4. Plot ROC Curves for each model.

In [30]:
from sklearn.metrics import roc_curve, auc

# Calculate FPR, TPR, and thresholds
fpr, tpr, thresholds = roc_curve(y_true, y_scores)

# Calculate AUC
roc_auc = auc(fpr, tpr)

In [None]:
# Plot ROC curve 
plt.figure()
plt.plot(fpr, tpr, color='blue', label=f'ROC curve (area = {roc_auc:.2f})')
plt.plot([0, 1], [0, 1], color='gray', linestyle='--')  # Diagonal line
plt.xlim([0.0, 1.0])
plt.ylim([0.0, 1.05])
plt.xlabel('False Positive Rate')
plt.ylabel('True Positive Rate')
plt.title('Receiver Operating Characteristic')
plt.legend(loc="lower right")
plt.show()

### **Clustering**
---
1. Repeat the above exercise for different values of k.

In [None]:
%matplotlib inline

import pandas as pd
import numpy as np
from sklearn.metrics import pairwise_distances
from sklearn import cluster, datasets, preprocessing, metrics
import matplotlib.pyplot as plt
import seaborn as sns
plt.style.use('fivethirtyeight')
df = pd.read_csv("iris.csv")

In [14]:
cols = df.columns[:-1]
X_scaled = preprocessing.MinMaxScaler().fit_transform(df[cols])

from sklearn.cluster import KMeans
from sklearn.metrics import silhouette_score

inertias = []
silhouettes = []
k_values = range(2,5)

for k in k_values:
    kmeans = KMeans(n_clusters=k)
    kmeans.fit(X_scaled)
    
    labels = kmeans.labels_
    inertia = kmeans.inertia_
    silhouette = silhouette_score(X_scaled, labels)
    
    inertias.append(kmeans.inertia_)
    silhouettes.append(silhouette_score(X_scaled, labels))

    print(f"k = {k}")
    print(f"  Inertia: {inertia:.2f}")
    print(f"  Silhouette Score: {silhouette:.4f}")
    print("---")

k = 2
  Inertia: 12.14
  Silhouette Score: 0.6295
---
k = 3
  Inertia: 7.14
  Silhouette Score: 0.4825
---
k = 4
  Inertia: 6.18
  Silhouette Score: 0.3792
---


- **How do the inertia and silhouette scores change?**

    Inertia and silhouette scores decreased as the k values increased.

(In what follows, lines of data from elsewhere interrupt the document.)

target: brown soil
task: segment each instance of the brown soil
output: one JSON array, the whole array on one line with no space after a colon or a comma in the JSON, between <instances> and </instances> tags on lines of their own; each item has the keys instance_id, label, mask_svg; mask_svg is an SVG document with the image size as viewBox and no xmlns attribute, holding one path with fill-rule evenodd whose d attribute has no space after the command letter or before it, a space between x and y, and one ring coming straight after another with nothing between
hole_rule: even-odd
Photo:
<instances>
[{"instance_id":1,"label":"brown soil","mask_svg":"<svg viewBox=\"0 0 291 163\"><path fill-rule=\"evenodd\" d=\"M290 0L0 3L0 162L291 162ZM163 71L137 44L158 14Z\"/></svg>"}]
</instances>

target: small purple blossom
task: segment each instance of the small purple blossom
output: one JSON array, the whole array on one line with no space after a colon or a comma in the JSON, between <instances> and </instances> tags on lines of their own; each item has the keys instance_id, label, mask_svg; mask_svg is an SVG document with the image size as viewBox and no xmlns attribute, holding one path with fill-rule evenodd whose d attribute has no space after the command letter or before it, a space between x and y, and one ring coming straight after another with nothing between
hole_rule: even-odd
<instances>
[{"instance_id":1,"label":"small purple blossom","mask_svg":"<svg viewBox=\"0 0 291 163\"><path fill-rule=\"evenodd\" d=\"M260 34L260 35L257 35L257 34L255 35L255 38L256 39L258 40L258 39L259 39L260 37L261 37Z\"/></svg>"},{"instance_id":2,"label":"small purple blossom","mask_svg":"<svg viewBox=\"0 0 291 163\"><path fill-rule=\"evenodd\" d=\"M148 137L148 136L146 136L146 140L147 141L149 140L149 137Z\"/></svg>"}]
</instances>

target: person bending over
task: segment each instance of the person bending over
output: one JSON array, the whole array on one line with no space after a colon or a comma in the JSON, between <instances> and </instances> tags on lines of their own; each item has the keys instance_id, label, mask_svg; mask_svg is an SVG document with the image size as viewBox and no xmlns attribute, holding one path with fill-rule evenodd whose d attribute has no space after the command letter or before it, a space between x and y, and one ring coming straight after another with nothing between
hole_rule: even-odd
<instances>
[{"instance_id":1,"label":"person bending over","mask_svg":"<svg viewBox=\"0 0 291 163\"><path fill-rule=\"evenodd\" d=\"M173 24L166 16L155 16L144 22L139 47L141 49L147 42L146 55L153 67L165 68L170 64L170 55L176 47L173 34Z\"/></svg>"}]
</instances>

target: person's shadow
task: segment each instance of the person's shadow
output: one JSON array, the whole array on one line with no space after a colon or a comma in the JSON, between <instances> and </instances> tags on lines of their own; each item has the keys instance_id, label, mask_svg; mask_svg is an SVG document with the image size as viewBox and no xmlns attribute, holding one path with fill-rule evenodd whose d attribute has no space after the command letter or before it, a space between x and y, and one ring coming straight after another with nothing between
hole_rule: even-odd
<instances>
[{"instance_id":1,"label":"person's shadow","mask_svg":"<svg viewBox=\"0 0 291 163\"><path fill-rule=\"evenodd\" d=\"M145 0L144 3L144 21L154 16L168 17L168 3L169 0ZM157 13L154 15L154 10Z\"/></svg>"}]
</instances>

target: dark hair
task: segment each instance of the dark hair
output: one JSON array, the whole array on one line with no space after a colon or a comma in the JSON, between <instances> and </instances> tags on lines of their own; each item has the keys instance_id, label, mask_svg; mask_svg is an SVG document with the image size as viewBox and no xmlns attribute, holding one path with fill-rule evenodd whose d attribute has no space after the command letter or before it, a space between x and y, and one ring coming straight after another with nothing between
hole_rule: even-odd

- **What if you don't scale your features?**

    If you do not scale your features, features with larger numeric ranges would greatly affect the distance calculations and, therefore, also the clustering.

- **Is there a "right" k? Why or why not?**

    The "right" value for k depends on the data you are doing the clustering analysis on. Finding the "right" k for your data involves using the Elbow Method or the peak silhouette score.